Auf der Schiffsreise zurück nach Europa lernte er den späteren Betreuer seiner Habilitationsschrift, Lucien Febvre, kennen. 1937 erhielt er einen Ruf als directeur d’études in der philologisch-historischen (IV.) Sektion der École pratique des hautes études (EPHE) in Paris, wo er bis 1954 den Lehrstuhl für „Geschichte der iberischen Völker und des westlichen Mittelmeerraums vom Mittelalter bis zum 18. Jahrhundert“ innehatte. An der EPHE stand er im Austausch mit seinem Lehrer Febvre und begann an seinem späteren Hauptwerk zu arbeiten. Die Arbeit daran war durch den drohenden Krieg mit Hitler-Deutschland überschattet; Braudel wurde schon 1938 zum Militärdienst eingezogen. Er geriet im Juni 1940, während des Westfeldzuges der Wehrmacht, in deutsche Kriegsgefangenschaft. Er war im Offizierslager („Oflag“) XII B Mainz auf der Zitadelle Mainz und gegen Kriegsende im Oflag X-C in Lübeck. In beiden Lagern war Braudel Rektor der Lageruniversität und hatte Zugang zu Bibliotheken.[2]
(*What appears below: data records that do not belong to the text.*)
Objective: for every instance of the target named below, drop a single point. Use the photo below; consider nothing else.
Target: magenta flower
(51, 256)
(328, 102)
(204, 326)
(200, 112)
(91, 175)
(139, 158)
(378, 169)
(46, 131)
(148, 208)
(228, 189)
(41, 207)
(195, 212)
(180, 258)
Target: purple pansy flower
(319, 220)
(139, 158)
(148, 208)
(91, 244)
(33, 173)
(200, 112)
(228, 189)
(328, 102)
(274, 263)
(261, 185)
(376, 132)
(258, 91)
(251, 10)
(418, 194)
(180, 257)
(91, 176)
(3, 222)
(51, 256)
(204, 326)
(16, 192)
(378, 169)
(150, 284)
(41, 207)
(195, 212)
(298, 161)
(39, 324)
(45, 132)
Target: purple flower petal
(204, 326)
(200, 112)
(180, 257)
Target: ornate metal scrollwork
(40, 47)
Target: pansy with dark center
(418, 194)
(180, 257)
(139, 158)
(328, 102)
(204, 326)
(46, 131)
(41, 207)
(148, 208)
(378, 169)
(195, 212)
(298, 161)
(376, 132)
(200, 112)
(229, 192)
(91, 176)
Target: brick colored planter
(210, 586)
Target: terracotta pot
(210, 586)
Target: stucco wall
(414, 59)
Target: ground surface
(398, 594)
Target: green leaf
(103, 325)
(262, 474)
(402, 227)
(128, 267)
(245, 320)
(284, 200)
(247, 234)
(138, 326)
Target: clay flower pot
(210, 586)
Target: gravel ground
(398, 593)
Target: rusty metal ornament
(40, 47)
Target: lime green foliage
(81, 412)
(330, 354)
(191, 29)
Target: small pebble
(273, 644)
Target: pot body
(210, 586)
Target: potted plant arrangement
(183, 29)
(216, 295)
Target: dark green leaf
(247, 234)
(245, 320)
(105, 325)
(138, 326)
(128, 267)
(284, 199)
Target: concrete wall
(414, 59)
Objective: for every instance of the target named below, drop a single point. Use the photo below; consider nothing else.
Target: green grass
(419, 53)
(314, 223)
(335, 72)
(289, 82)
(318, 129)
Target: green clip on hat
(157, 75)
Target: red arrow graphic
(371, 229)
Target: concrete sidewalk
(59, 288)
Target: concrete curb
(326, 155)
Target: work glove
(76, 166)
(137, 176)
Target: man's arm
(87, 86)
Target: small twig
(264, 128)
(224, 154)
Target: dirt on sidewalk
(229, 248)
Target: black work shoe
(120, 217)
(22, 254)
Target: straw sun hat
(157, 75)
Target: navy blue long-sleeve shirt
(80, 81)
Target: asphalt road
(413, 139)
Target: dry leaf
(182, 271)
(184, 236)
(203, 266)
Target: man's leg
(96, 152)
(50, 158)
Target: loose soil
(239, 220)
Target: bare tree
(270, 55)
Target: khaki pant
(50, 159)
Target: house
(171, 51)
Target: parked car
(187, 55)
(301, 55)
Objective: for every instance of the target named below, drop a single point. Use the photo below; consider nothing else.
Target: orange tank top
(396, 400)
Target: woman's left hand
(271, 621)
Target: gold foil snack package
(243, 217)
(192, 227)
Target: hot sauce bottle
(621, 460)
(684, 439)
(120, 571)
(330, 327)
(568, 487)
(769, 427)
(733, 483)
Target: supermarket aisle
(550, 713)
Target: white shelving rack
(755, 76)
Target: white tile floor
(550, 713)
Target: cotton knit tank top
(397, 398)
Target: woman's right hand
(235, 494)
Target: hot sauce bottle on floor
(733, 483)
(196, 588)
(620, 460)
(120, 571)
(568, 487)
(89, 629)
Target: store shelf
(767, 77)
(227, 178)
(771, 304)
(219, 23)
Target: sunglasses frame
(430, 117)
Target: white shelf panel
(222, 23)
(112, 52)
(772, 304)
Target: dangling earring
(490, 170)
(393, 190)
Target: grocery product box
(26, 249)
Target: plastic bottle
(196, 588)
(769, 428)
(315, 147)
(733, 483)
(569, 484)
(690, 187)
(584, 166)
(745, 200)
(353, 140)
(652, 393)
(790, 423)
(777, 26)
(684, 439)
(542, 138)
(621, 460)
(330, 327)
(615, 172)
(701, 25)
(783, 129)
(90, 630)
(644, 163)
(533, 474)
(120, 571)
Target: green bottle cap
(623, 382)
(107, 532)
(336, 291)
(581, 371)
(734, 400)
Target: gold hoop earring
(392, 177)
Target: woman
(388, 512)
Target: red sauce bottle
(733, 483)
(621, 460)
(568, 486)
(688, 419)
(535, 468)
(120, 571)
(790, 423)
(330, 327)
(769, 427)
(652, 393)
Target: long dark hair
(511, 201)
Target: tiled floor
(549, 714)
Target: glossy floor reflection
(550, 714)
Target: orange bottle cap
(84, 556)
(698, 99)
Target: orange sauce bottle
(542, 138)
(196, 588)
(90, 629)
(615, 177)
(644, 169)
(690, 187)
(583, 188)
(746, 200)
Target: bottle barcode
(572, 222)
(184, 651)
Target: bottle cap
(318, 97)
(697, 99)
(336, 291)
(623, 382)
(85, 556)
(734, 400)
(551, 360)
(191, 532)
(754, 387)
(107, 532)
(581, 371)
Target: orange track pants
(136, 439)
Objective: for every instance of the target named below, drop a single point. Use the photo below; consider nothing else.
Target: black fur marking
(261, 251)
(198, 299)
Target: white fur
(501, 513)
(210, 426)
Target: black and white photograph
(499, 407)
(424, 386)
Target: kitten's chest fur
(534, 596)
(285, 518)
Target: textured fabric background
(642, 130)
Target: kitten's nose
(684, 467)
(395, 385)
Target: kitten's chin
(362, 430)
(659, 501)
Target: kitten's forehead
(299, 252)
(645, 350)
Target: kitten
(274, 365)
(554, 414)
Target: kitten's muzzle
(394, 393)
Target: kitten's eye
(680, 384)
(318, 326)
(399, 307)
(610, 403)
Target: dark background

Als Nachfolger Lucien Febvres übernahm Braudel 1946 die Herausgeberschaft der sozial- und wirtschaftshistorischen Fachzeitschrift Annales. Er leitete sie bis 1968, als er von Jacques Le Goff abgelöst wurde. 1947 schloss er seine Thèse d’État (entspricht etwa einer Habilitation) über Das Mittelmeer und die mediterrane Welt in der Epoche Philipps II. ab. Im selben Jahr wurde die wirtschafts- und sozialwissenschaftlich ausgerichtete VI. Sektion der École pratique des hautes études gegründet, die von Vertretern der Annales-Schule dominiert wurde. Braudel war ihr Sekretär und nach dem Tod Lucien Febvres 1956 ihr Direktor. Die VI. Sektion wurde 1975 aus der EPHE ausgegliedert und ist seither als École des hautes études en sciences sociales (EHESS) selbstständig. Zusätzlich wurde er 1950 auf den Lehrstuhl für Geschichte der neuzeitlichen Zivilisation am Collège de France gewählt, ebenfalls als Nachfolger Febvres, wo er bis 1972 lehrte.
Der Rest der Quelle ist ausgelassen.